# (n+1) Rule

The (n+1) Rule, an empirical rule used to predict the multiplicity and, in conjunction with Pascal’s triangle, splitting pattern of peaks in 1H and 13C NMR spectra, states that if a given nucleus is coupled (see spin coupling) to n number of nuclei that are equivalent (see equivalent ligands), the multiplicity of the peak is n+1.

eg. 1: The three hydrogen nuclei in 1, Ha, Hb, and Hc, are equivalent.  Thus, 1H NMR spectrum of 1 has only one peak.  Ha, Hb, and Hc are coupled to no hydrogen nuclei.  Thus, for Ha, Hb, and Hc, n=0; (n+1) = (0+1) = 1.  The multiplicity of the peak of Ha, Hb, and Hc is one.  The peak has one line; it is a singlet.
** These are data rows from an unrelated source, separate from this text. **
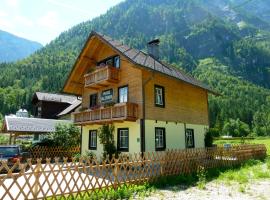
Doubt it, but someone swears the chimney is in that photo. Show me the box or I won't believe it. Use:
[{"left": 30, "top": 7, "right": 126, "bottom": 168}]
[{"left": 147, "top": 39, "right": 160, "bottom": 60}]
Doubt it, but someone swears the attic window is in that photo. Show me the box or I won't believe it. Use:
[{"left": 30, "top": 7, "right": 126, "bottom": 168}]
[{"left": 98, "top": 55, "right": 120, "bottom": 68}]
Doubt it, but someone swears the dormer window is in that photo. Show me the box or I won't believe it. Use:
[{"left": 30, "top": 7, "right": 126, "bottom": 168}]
[{"left": 98, "top": 56, "right": 120, "bottom": 68}]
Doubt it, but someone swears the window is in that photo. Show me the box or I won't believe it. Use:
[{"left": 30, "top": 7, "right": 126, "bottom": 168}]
[
  {"left": 114, "top": 56, "right": 120, "bottom": 68},
  {"left": 36, "top": 106, "right": 41, "bottom": 117},
  {"left": 33, "top": 133, "right": 39, "bottom": 141},
  {"left": 155, "top": 128, "right": 166, "bottom": 151},
  {"left": 186, "top": 129, "right": 195, "bottom": 148},
  {"left": 89, "top": 94, "right": 97, "bottom": 108},
  {"left": 89, "top": 130, "right": 97, "bottom": 150},
  {"left": 155, "top": 85, "right": 165, "bottom": 107},
  {"left": 118, "top": 86, "right": 128, "bottom": 103},
  {"left": 117, "top": 128, "right": 129, "bottom": 151},
  {"left": 98, "top": 56, "right": 120, "bottom": 68}
]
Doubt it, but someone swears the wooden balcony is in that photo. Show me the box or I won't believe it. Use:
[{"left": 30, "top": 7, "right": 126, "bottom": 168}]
[
  {"left": 84, "top": 66, "right": 119, "bottom": 89},
  {"left": 73, "top": 103, "right": 138, "bottom": 124}
]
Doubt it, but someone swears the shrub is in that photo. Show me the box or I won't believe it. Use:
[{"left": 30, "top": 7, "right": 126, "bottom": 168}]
[{"left": 204, "top": 131, "right": 213, "bottom": 147}]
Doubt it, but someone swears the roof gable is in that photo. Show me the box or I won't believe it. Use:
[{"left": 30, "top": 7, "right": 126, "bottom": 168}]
[{"left": 63, "top": 31, "right": 216, "bottom": 94}]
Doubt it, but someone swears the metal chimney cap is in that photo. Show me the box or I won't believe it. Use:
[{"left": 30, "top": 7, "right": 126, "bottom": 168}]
[{"left": 147, "top": 39, "right": 160, "bottom": 45}]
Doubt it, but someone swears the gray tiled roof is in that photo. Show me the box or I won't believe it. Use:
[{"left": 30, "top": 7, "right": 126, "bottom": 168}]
[
  {"left": 93, "top": 32, "right": 215, "bottom": 93},
  {"left": 4, "top": 116, "right": 71, "bottom": 133},
  {"left": 33, "top": 92, "right": 77, "bottom": 104},
  {"left": 57, "top": 99, "right": 82, "bottom": 117}
]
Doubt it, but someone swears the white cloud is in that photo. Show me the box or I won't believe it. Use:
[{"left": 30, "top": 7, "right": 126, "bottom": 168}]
[
  {"left": 47, "top": 0, "right": 89, "bottom": 15},
  {"left": 0, "top": 10, "right": 7, "bottom": 17},
  {"left": 6, "top": 0, "right": 19, "bottom": 8},
  {"left": 37, "top": 11, "right": 60, "bottom": 29},
  {"left": 14, "top": 15, "right": 34, "bottom": 27}
]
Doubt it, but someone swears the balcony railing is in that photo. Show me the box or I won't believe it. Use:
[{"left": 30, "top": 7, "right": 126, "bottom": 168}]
[
  {"left": 84, "top": 66, "right": 119, "bottom": 89},
  {"left": 73, "top": 103, "right": 138, "bottom": 124}
]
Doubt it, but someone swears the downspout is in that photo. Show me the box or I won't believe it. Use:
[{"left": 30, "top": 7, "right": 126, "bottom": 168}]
[
  {"left": 80, "top": 125, "right": 82, "bottom": 156},
  {"left": 140, "top": 71, "right": 155, "bottom": 156}
]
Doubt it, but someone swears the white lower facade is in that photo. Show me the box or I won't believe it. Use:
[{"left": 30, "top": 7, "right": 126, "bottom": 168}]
[{"left": 81, "top": 120, "right": 208, "bottom": 158}]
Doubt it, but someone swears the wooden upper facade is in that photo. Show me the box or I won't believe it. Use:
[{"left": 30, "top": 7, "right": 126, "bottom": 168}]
[{"left": 63, "top": 32, "right": 211, "bottom": 125}]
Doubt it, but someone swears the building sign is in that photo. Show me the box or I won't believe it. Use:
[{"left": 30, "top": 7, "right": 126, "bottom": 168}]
[{"left": 101, "top": 89, "right": 113, "bottom": 103}]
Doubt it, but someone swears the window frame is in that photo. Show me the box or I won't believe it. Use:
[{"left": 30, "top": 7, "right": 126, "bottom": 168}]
[
  {"left": 185, "top": 128, "right": 195, "bottom": 149},
  {"left": 89, "top": 93, "right": 98, "bottom": 108},
  {"left": 155, "top": 127, "right": 166, "bottom": 151},
  {"left": 88, "top": 129, "right": 98, "bottom": 150},
  {"left": 154, "top": 84, "right": 165, "bottom": 108},
  {"left": 117, "top": 128, "right": 129, "bottom": 152},
  {"left": 117, "top": 85, "right": 129, "bottom": 103}
]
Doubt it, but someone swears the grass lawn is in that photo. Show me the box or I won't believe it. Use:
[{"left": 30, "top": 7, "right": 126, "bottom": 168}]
[{"left": 54, "top": 138, "right": 270, "bottom": 199}]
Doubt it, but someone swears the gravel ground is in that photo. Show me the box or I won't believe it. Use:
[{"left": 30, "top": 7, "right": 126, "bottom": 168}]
[{"left": 141, "top": 179, "right": 270, "bottom": 200}]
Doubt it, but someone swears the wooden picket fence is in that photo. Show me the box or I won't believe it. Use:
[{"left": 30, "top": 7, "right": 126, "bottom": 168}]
[{"left": 0, "top": 145, "right": 266, "bottom": 200}]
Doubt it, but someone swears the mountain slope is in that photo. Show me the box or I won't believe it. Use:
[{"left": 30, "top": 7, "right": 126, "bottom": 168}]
[
  {"left": 0, "top": 0, "right": 270, "bottom": 128},
  {"left": 0, "top": 30, "right": 42, "bottom": 62}
]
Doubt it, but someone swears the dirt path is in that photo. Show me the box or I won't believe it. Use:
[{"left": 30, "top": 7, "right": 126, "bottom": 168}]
[{"left": 141, "top": 179, "right": 270, "bottom": 200}]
eg. 2: There are two sets of equivalent hydrogen nuclei in 2:

Set 1: Ha
Set 2: Hb, Hc

Thus, the 1H NMR spectrum of 2 has two peaks, one due to Ha and the other to Hb and Hc.

The peak of Ha:  There are two vicinal hydrogens to Ha: Hb and Hc.  Hb and Hc are equivalent to each other but not to Ha.  Thus, for Ha, n=2; (n+1) = (2+1) = 3.  The multiplicity of the peak of Ha is three.  The peak has three lines; from the Pascal’s triangle, it is a triplet.

The peak of Hb and Hc:  There is only one vicinal hydrogen to Hb and Hc: Ha.  Ha is not equivalent to Hb and Hc.  Thus, for Hb and Hc, n=1; (n+1) = (1+1) = 2.  The multiplicity of the peak of Hb and Hc is two.  The peak has two lines, from the Pascal’s triangle, it is a doublet.

To determine the multiplicity of a peak of a nucleus coupled to more than one set of equivalent nuclei, apply the (n+1) Rule independently to each other.

eg: There are three set of equivalent hydrogen nuclei in 3:

Set 1: Ha
Set 2: Hb
Set 3: Hc peak of Ha: multiplicity of the peak of Ha = 2×2 = 4.  To determine the splitting pattern of the peak of Ha, use the Pascal’s triangle, based on the observation that, for alkenyl hydrogens, Jcis > Jgem. The peak of Ha is a doublet of a doublet.

peak of Hb: multiplicity of the peak of Hb = 2×2 = 4.  To determine the splitting pattern of the peak of Hb, use the Pascal’s triangle, based on the observation that, for alkenyl hydrogens, Jtrans > Jgem. The peak of Hb is a doublet of a doublet.

peak of Hc: multiplicity of the peak of Hc = 2×2 = 4.  To determine the splitting pattern of the peak of Hc, use the Pascal’s triangle based on the observation that, for alkenyl hydrogens, Jtrans > Jcis. The peak of Hc is a doublet of a doublet.